Miracles impress crowds, but there are very good reasons for miracles not to be performed. 

Jesus healed people because He cared about their needs.  It was an act of mercy when He healed a leper (Mark 1:40-45), but He wanted it to be kept quiet.  When the leper made it known that Jesus had healed him, the association between Jesus and outcast lepers meant that Jesus could no longer preach within towns.  From then on, Jesus had to remain outside settlements and the people went out to Him.  This, however, was a complication to His mission.

At the beginning of Jesus’ mission, He spent 40 days in the desert without food.  This made Him very hungry and the devil came to tempt Him at this point of physical weakness.  Jesus could turn stones into bread, but He did not do it.  He did not use His power to provide for His own needs.
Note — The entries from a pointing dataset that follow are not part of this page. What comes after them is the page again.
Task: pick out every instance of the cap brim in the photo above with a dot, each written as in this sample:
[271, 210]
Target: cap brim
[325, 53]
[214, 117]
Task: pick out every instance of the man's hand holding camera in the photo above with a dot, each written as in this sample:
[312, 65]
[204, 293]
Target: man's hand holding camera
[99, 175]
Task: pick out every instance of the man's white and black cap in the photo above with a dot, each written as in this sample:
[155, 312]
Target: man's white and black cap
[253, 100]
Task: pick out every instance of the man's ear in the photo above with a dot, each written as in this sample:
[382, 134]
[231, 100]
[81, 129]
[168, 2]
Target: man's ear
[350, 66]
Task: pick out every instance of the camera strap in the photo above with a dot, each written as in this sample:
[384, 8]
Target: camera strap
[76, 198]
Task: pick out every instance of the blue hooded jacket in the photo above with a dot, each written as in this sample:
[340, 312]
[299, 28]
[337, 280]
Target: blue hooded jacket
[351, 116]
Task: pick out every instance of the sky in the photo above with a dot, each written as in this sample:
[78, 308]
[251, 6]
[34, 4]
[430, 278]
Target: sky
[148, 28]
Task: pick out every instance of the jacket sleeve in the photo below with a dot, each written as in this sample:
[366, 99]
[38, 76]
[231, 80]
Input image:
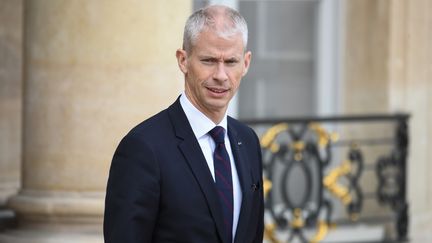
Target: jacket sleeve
[132, 196]
[259, 233]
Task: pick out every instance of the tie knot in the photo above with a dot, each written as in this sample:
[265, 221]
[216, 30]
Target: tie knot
[218, 134]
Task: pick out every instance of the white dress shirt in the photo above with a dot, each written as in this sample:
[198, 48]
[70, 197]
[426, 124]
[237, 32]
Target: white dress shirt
[201, 125]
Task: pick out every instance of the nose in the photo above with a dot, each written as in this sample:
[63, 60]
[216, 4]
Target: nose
[220, 73]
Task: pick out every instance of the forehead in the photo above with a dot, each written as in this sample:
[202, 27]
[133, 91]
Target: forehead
[212, 42]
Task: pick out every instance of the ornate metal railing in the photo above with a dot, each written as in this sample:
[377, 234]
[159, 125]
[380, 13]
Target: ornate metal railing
[335, 179]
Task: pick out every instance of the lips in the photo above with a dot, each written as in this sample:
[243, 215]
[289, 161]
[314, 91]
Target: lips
[217, 90]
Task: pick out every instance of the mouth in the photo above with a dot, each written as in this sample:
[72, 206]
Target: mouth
[217, 90]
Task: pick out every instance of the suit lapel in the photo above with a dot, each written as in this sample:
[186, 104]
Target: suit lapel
[192, 152]
[244, 173]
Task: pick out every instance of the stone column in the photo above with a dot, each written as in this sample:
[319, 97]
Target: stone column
[10, 97]
[92, 70]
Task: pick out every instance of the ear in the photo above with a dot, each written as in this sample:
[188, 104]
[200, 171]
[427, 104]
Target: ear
[182, 60]
[247, 60]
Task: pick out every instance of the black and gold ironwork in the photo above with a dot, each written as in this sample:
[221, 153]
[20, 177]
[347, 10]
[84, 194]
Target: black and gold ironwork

We are told that the devil also took Jesus to the top of the temple and suggested that He throw Himself off since angels would catch Him (Matt 4 and Luke 4).  The temple was a crowded place.  If Jesus had jumped off the roof to be caught by angels, many people would have seen it and been in awe of Him; stunts like this in front of crowds of people would prove that He was the Messiah.  He would gain popularity and star-status.  Jesus did not do it, and He did not allow people to call Him Messiah.
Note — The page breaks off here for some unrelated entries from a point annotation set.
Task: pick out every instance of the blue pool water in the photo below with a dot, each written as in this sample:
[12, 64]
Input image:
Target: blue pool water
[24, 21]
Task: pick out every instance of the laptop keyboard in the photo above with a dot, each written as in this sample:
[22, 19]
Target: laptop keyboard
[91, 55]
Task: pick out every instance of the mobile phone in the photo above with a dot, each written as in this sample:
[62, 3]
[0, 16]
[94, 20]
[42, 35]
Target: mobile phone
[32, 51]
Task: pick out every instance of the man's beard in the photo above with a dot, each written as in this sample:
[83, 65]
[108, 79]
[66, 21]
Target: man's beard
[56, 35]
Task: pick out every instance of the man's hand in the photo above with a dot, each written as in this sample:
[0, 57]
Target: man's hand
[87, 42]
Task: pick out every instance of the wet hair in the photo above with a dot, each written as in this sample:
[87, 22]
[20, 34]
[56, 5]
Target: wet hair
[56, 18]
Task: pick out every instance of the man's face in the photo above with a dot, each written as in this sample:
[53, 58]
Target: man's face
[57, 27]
Jesus could have opted for political power and gained all the kingdoms of the earth if He had set His mind to it.  It would have been possible for Jesus to gain all this and then return to heaven miraculously without dying.  He could simply have ascended, by-passing the cross.  That would have been nice, and quite glorious.  Instead He submitted to a non-miraculous, painful and inglorious death on the cross.  Through humbling Himself He opened the way to heaven for us. 

A demand for a miracle or for a sign is a Christian temptation.  It can lay us open to the public display of miracle-working by charlatans.  We witness people wheeled onto stages in wheelchairs who then leap up and walk off stage – but they are then found to have done it more than once.  Fake healings and false signs destroy faith, and lead to cynicism.

It is a pitfall for Christians to ask for signs.  The Lord only gives help in genuine cases of need.  These become signs, but they were not asked for as signs.  What is important is dependence on God Himself, and not on the reception of His gifts.